The Reserve Bank of Australia (RBA) has cut the cash rate for the first time since October 2019, lowering it by another 25 basis points to a new record low of 0.50 percent.

In a statement earlier today, Philip Lowe, Governor: Monetary Policy Decision at the RBA said:

At its meeting today, the Board decided to lower the cash rate by 25 basis points to 0.50 per cent. The Board took this decision to support the economy as it responds to the global coronavirus outbreak.” 

“The coronavirus has clouded the near-term outlook for the global economy and means that global growth in the first half of 2020 will be lower than earlier expected. Prior to the outbreak, there were signs that the slowdown in the global economy that started in 2018 was coming to an end. It is too early to tell how persistent the effects of the coronavirus will be and at what point the global economy will return to an improving path. Policy measures have been announced in several countries, including China, which will help support growth. Inflation remains low almost everywhere and unemployment rates are at multi-decade lows in many countries.”

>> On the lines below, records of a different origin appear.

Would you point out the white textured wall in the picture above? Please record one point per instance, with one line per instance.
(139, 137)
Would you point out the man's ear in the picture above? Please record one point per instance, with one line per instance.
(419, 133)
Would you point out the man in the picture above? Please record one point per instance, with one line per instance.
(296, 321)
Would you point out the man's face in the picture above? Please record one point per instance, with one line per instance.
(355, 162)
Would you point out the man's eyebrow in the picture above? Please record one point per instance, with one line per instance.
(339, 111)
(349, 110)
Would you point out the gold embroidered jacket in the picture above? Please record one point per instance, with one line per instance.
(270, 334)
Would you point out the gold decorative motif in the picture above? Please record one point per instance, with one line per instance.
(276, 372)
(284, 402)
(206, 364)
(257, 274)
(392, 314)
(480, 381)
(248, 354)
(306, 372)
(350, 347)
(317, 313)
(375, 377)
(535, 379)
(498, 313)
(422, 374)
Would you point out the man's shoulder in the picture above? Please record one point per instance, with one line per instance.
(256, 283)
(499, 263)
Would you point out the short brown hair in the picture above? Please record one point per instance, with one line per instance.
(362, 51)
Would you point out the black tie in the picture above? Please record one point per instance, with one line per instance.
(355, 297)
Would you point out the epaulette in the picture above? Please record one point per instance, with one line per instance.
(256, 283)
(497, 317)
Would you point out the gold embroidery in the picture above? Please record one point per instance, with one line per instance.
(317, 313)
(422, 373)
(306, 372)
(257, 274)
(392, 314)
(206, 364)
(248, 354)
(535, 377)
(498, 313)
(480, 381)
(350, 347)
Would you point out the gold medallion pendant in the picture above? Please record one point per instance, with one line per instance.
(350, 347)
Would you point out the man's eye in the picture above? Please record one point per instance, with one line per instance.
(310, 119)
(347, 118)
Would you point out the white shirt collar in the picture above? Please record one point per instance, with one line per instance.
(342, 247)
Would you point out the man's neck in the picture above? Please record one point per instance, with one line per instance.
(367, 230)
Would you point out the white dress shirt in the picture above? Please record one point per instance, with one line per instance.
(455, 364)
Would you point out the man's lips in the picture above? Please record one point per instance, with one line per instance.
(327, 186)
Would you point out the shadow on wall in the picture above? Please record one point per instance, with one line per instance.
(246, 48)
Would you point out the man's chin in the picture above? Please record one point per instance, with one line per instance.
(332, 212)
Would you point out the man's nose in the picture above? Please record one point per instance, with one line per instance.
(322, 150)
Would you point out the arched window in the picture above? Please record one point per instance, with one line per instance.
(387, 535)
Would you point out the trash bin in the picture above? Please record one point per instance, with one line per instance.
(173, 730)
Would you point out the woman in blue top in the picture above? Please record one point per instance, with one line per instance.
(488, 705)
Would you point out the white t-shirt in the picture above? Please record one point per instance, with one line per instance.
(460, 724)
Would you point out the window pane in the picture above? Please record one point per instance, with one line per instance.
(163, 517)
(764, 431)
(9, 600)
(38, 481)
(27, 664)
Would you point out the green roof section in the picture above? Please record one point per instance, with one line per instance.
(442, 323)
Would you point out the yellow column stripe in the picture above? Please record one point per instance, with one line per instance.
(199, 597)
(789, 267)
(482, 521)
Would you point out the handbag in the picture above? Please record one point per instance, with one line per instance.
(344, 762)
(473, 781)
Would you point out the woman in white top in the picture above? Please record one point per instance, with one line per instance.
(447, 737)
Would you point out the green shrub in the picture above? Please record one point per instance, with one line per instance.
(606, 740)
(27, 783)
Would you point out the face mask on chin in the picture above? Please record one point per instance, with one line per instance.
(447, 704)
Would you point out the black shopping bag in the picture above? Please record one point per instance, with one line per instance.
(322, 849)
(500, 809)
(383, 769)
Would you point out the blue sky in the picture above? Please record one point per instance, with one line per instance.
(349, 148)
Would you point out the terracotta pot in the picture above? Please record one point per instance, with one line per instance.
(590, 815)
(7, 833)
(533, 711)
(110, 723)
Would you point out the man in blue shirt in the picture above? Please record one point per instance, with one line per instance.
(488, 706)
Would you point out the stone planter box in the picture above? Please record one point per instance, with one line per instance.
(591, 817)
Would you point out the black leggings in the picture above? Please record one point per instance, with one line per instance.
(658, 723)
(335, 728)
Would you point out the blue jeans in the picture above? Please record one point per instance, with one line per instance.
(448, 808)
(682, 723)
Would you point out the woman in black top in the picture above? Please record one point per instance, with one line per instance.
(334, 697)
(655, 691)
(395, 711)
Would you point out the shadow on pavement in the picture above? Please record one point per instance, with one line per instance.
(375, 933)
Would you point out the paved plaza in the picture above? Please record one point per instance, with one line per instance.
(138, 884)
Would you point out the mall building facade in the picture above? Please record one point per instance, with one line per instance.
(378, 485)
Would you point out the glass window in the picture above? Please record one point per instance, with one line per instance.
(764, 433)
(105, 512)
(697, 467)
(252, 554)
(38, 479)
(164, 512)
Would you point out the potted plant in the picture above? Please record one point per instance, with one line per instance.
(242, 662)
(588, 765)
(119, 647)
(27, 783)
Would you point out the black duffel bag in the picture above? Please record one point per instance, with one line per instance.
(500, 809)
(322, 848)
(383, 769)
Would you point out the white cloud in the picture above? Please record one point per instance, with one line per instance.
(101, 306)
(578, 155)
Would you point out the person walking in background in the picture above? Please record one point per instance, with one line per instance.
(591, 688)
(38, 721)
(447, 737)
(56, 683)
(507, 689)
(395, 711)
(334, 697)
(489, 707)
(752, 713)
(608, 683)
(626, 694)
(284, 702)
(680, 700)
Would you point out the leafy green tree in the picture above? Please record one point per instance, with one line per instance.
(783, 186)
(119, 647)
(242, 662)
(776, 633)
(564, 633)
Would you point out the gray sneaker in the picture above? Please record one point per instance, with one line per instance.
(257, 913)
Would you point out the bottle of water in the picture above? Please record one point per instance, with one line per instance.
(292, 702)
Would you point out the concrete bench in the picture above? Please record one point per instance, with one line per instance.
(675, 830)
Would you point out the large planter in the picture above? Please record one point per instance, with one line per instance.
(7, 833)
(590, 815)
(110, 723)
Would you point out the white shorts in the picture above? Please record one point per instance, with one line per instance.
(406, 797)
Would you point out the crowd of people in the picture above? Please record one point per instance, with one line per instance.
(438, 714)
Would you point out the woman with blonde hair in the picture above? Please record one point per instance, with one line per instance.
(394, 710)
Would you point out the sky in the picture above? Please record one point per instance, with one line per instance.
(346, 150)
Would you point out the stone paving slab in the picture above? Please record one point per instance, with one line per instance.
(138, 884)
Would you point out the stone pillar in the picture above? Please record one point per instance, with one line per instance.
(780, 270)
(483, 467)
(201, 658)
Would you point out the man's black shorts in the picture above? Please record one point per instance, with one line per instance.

“...there are further signs of a pick-up in established housing markets, with prices rising in most markets, in some cases quite strongly. Mortgage loan commitments have also picked up, although demand for credit by investors remains subdued. Mortgage rates are at record lows and there is strong competition for borrowers of high credit quality. Credit conditions for small and medium-sized businesses remain tight.”

“The global outbreak of the coronavirus is expected to delay progress in Australia towards full employment and the inflation target. The Board therefore judged that it was appropriate to ease monetary policy further to provide additional support to employment and economic activity. It will continue to monitor developments closely and to assess the implications of the coronavirus for the economy. The Board is prepared to ease monetary policy further to support the Australian economy.

Prime Minister Scott Morrison has also made a statement regarding the cut, urging banks to "do the right thing by Australians" and pass the cut on in full.

Westpac has been quick to announce their decision to pass on the full interest rate cut, but Vadim Taube, chief executive of InfoChoice warns, “not all banks and lenders will pass on this rate cut in full.” 

Other banks' pricing committees have met today, and are considering their position.

Customers are eagerly anticipating any updates – with the The Financial Review reporting that Westpac's move will save its average mortgage customer around $55 a month, or $662 a year.